Peptide Localization

Peptide Messenger RNA

There have been few investigations documenting peptide messenger RNAs (mRNAs) in the retina. Most studies evaluated mouse, rat, and human retinal extracts using Northern blots and reverse transcription polymerase chain reaction (RT-PCR), and rat retinal sections using in situ hybridization histochemistry. A combination of these approaches have been used to show that preprotachykinin (PPT) I mRNA, which generates SP and NKA, and PPT II mRNA, which generates NKB, are expressed in rat retinal extracts. In situ hybridization histochemical studies have extended these findings to establish a differential distribution of the tachykinin mRNAs with PPT I mRNA in cells distributed to the inner nuclear layer (INL), inner plexiform layer (IPL), and ganglion cell layer (GCL), and PPT II mRNA in cells distributed to the GCL. In situ hybridization histochemical studies have also established the presence of sparsely distributed SRIF mRNA-containing cells in the INL and GCL, while another study showed the co-expression of SRIF mRNA and immunoreactivity in amacrine and displaced amacrine cells. Finally, VIP mRNA and immunoreactivity are in sparsely distributed cell bodies in the inner retina. These findings extend earlier biochemical studies showing that the mammalian retina synthesizes multiple peptides, and it is reasonable to assume that other peptides located in the retina by RIA or immunohistochemistry are also synthesized by retinal neurons.

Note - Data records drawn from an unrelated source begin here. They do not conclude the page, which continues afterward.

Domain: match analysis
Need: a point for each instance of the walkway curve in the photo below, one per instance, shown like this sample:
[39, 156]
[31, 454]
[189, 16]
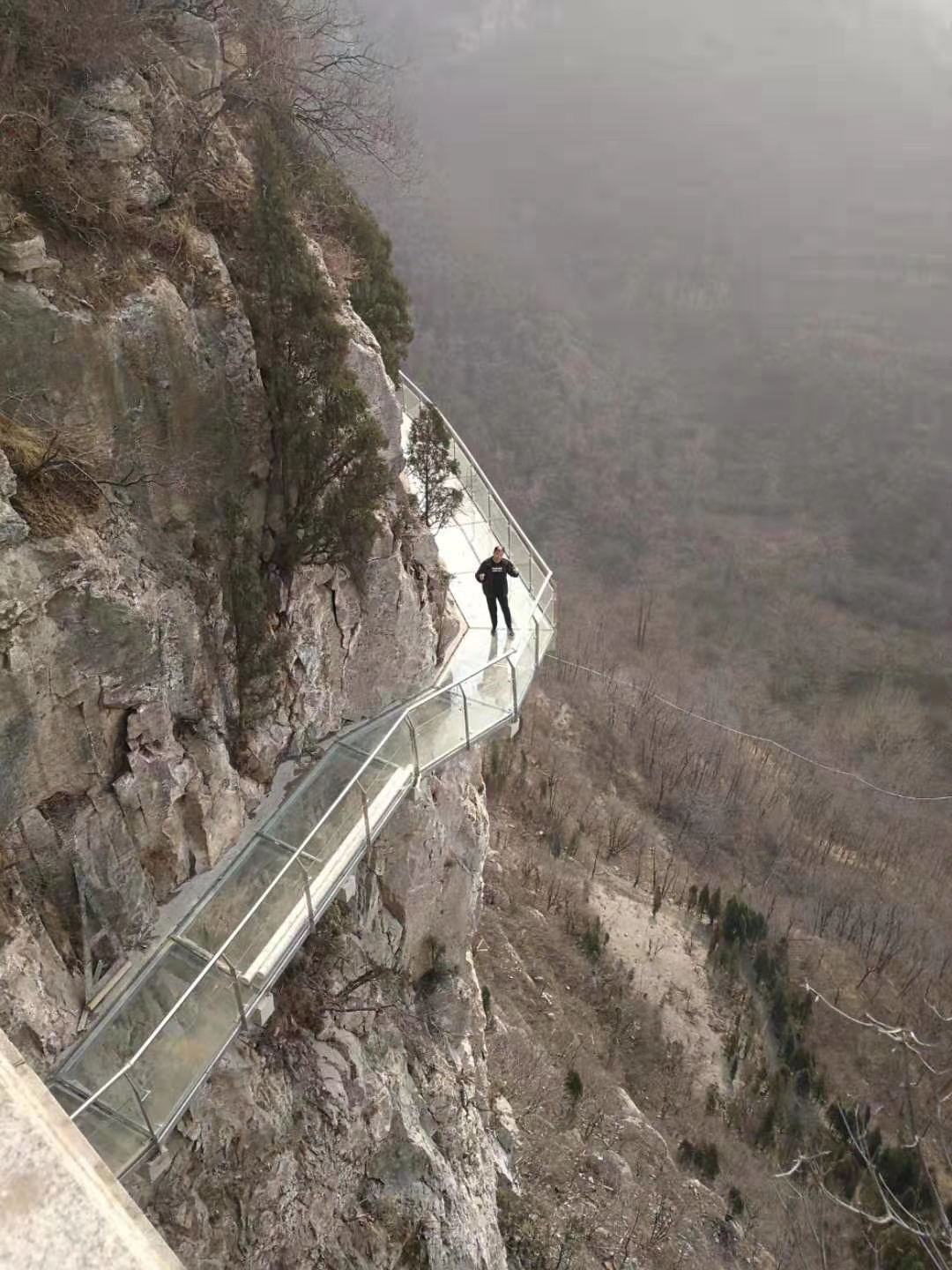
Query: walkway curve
[129, 1080]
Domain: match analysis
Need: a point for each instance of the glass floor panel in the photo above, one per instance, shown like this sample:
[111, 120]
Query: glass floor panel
[259, 865]
[331, 817]
[117, 1142]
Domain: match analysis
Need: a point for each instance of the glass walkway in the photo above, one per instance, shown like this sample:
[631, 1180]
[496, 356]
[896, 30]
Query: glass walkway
[130, 1079]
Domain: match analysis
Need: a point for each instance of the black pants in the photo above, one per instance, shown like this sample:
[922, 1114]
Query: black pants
[502, 600]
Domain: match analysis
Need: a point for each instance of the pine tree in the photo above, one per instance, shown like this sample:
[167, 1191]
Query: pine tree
[430, 462]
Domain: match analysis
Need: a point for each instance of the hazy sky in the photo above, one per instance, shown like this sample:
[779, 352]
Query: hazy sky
[738, 208]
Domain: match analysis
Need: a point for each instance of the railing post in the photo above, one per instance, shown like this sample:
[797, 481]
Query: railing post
[238, 990]
[415, 748]
[308, 894]
[466, 716]
[146, 1117]
[366, 814]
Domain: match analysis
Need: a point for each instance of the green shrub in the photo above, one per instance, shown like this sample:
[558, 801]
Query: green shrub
[703, 1159]
[574, 1087]
[377, 294]
[429, 459]
[331, 475]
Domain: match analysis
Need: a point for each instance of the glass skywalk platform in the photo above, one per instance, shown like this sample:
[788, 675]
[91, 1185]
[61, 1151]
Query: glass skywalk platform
[130, 1079]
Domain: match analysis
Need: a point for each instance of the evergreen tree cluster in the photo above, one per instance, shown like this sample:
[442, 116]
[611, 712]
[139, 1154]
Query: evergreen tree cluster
[328, 461]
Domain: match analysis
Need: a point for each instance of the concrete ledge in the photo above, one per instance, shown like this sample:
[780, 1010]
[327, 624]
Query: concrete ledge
[61, 1206]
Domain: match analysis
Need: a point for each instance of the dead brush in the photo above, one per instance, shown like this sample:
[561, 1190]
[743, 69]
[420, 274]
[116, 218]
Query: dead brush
[54, 490]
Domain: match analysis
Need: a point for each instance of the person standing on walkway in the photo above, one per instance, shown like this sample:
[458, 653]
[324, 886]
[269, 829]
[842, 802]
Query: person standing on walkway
[494, 574]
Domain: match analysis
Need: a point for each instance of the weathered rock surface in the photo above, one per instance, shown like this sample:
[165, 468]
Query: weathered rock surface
[357, 1125]
[25, 256]
[346, 1136]
[117, 673]
[13, 527]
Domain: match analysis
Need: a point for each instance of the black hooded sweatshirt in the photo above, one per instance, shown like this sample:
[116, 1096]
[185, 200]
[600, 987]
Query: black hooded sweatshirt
[495, 574]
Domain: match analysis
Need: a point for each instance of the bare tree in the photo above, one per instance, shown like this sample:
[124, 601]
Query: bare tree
[926, 1102]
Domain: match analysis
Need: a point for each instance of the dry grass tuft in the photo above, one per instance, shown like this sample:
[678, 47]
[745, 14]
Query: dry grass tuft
[54, 492]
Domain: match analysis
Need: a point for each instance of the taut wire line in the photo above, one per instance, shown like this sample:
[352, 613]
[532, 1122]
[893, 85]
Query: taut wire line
[750, 736]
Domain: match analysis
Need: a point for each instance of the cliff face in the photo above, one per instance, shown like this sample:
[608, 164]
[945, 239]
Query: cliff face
[354, 1132]
[124, 762]
[354, 1129]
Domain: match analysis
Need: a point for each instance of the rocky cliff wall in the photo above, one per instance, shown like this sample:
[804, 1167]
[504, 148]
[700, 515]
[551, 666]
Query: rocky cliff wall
[123, 765]
[355, 1131]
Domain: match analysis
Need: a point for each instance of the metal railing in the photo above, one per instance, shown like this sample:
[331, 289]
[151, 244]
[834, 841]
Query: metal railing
[224, 958]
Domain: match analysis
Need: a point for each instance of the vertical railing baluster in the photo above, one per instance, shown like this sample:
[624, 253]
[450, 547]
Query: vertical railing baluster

An alternative approach to evaluating the cellular localization of a peptide is the employment of a transgenic mouse line with the peptide promoter driving the expression of a reporter gene. Although this type of genetic approach has been commonly used in other regions of the nervous system, there have been limited findings reported to date in the retina. The best example is the detection of NPY in amacrine cells in the INL and GCL of a mouse line with ß-galactosidase (ß-gal) expression driven by the NPY promoter. ß-Gal-containing amacrine and displaced amacrine cells are distributed to all retinal regions and they have widely ramifying processes. The pattern of ß-gal expression matched the pattern of NPY immunostaining established using a highly characterized antibody to NPY; there is about 85% co-localization between b-gal expression and NPY immunoreactivity. Thus, independent experimental approaches confirm the pattern of NPY expression in the retina.

Peptide Immunostaining

Beginning in the late 1970s and early 1980s, numerous peptide immunolabelings were described in both nonmammalian and mammalian retinas. Peptide immunostaining was usually localized to distinct populations of amacrine cells, and in some cases, to ganglion cells and their central-nervous-system projections.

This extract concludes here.